AB is a young lady who is unable to care for or make decisions for herself. She has become pregnant in circumstances, presently unclear, but which would seem (given her lack of capacity to consent) almost certainly to amount to a rape. She will be unable to look after her child. The realities of the care of that unborn child have still to be worked out when he/she is born. It seems clear that AB will suffer from the outcome, whatever it will be. This case is neither a victory for pro- nor for anti-abortion activists. It is not a victory for anyone. It is, like so much of the Court of Protection’s work, heart-breaking.

Simon Hunter

Reference

[1] References to the judgment of Lieven J in the Court of Protection are in the form “CoP [x]” and those to the judgment of King LJ in the Court of Appeal are in the form “App [x]”, with x being in each case the paragraph number.

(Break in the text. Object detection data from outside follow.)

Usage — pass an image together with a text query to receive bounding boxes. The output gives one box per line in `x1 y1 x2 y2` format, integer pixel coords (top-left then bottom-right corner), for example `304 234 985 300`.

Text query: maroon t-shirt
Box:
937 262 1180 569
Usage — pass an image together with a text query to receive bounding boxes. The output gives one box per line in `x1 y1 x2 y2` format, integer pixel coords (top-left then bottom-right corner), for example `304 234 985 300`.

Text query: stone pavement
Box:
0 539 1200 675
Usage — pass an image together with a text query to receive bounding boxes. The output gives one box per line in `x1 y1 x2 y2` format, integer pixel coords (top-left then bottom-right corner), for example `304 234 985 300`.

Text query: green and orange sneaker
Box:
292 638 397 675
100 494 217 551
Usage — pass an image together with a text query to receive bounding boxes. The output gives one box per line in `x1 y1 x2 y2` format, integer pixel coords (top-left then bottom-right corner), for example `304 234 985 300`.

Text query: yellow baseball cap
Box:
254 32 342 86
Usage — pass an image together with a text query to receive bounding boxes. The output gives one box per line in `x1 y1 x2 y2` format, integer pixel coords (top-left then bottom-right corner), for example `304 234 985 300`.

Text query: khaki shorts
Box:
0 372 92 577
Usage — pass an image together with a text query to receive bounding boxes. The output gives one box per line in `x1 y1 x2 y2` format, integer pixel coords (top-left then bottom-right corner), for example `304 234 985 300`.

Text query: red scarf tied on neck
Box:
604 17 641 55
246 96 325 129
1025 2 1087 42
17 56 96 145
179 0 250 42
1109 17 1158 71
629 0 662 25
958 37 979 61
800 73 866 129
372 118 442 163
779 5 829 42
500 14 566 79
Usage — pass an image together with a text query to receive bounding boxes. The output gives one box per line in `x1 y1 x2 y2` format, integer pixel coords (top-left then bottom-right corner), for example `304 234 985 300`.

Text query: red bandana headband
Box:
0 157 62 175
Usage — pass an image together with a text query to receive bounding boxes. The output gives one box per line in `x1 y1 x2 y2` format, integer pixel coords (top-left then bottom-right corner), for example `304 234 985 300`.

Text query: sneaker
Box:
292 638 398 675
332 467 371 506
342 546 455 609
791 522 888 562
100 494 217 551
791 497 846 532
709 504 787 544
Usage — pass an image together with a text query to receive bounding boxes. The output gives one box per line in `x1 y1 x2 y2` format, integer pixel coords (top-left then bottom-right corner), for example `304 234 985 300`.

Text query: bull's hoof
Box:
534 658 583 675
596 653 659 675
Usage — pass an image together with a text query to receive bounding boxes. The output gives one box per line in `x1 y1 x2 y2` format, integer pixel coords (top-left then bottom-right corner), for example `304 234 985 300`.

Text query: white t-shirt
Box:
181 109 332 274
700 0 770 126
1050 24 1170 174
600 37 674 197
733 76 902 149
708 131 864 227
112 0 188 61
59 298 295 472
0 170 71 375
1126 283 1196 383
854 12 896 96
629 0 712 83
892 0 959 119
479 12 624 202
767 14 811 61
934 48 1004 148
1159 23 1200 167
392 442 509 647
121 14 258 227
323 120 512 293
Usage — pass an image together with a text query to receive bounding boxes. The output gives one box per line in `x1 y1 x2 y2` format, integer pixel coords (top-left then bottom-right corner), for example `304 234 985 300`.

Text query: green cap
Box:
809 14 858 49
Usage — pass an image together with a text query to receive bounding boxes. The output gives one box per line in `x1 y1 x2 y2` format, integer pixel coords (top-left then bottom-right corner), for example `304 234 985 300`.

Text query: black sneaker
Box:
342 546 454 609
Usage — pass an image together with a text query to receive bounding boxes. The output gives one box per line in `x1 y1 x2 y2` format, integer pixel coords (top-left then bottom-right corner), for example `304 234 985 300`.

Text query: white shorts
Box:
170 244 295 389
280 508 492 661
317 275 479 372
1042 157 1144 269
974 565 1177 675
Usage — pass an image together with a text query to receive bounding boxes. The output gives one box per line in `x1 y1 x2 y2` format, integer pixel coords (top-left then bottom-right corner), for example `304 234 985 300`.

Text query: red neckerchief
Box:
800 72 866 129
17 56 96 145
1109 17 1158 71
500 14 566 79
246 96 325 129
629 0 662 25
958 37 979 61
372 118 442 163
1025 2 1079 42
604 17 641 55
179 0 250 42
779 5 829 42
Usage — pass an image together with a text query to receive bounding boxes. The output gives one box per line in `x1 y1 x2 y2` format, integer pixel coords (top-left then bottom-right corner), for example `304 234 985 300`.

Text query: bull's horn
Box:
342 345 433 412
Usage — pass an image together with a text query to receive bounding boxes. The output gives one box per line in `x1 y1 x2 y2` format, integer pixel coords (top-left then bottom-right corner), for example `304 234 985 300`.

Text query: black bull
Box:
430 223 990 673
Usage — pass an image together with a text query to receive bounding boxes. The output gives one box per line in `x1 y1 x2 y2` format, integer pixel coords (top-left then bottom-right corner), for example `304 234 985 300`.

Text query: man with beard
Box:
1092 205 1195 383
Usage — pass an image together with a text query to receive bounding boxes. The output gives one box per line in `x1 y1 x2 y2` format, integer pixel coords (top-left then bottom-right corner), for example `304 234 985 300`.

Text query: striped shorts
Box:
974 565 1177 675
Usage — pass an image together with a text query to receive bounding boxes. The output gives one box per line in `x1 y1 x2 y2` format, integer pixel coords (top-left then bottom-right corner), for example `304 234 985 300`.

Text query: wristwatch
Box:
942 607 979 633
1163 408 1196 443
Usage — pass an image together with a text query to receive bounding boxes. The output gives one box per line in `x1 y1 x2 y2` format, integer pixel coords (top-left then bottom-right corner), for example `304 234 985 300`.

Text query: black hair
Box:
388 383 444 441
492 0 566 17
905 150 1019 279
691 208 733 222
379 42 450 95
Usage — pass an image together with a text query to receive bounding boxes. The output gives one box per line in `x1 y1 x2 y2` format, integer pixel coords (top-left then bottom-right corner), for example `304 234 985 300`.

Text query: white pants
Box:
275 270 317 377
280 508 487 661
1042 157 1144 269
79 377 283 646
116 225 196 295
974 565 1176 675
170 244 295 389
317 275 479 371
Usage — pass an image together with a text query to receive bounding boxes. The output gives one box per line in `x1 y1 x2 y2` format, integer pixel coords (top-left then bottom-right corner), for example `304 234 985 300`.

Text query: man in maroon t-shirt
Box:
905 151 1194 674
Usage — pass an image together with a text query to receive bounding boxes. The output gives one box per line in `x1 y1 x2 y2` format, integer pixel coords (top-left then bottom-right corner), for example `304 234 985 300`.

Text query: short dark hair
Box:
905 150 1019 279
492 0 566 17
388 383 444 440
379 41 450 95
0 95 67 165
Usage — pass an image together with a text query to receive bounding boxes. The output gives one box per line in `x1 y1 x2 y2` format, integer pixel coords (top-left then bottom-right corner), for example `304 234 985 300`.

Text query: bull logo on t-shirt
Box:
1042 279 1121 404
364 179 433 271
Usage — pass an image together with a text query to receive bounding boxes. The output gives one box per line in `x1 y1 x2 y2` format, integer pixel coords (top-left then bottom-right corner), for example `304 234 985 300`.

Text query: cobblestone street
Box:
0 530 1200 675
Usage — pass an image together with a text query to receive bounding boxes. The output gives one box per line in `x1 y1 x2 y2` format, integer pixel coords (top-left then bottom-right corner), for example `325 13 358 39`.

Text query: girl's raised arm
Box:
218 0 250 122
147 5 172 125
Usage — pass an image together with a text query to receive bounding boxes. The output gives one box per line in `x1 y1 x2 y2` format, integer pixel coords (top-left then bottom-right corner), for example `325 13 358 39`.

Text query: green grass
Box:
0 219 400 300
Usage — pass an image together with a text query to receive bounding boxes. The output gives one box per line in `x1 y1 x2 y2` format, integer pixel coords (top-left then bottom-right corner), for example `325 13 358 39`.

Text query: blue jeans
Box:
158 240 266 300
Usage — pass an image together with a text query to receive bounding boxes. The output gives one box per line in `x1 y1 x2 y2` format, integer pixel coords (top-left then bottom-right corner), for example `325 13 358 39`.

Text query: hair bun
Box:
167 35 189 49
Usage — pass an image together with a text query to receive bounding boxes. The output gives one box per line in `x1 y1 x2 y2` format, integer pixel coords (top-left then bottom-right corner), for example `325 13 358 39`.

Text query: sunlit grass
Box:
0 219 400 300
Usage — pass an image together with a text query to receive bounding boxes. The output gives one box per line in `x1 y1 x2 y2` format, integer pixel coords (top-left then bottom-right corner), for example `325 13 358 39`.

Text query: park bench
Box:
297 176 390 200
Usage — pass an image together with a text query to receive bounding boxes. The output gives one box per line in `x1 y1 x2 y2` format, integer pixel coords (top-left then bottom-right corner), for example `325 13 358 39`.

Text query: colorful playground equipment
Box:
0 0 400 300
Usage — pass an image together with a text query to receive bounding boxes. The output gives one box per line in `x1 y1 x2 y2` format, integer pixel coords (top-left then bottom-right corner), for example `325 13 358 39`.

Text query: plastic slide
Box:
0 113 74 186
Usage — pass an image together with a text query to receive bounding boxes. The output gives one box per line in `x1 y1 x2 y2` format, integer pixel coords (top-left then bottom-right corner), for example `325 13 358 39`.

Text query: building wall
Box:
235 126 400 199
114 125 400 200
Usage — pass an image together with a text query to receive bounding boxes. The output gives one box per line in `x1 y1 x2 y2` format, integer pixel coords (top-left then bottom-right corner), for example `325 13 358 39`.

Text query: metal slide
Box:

[2] This is a reference to s 1(1)(b) of the Abortion Act 1967: see App [24] and [42].

[3] https://www.nationalreview.com/news/u-k-court-reverses-ruling-that-would-have-forced-mentally-ill-woman-to-have-an-abortion/, accessed on 12/7/19.

[4] https://abyssum.org/2019/06/28/abortion-is-evil-but-a-judicially-enforced-abortion-is-an-abomination/, accessed on 12/7/19, the blog of retired American bishop Rene Gracida. It should be noted that termination cases have been coming before the court at least since Re SG (adult mental patient: abortion) [1991] 2 FLR 329, further examples include Re X (a child) [2014] EWHC 1871 (Fam) (a case in the Family Division concerning a child – in this case an abortion was ordered, but it should be noted that X herself (who was 13) expressed a desire to have an abortion).

[5] ‘Tragic’ is an overused word, but if it is appropriate anywhere, it would seem to me to be here.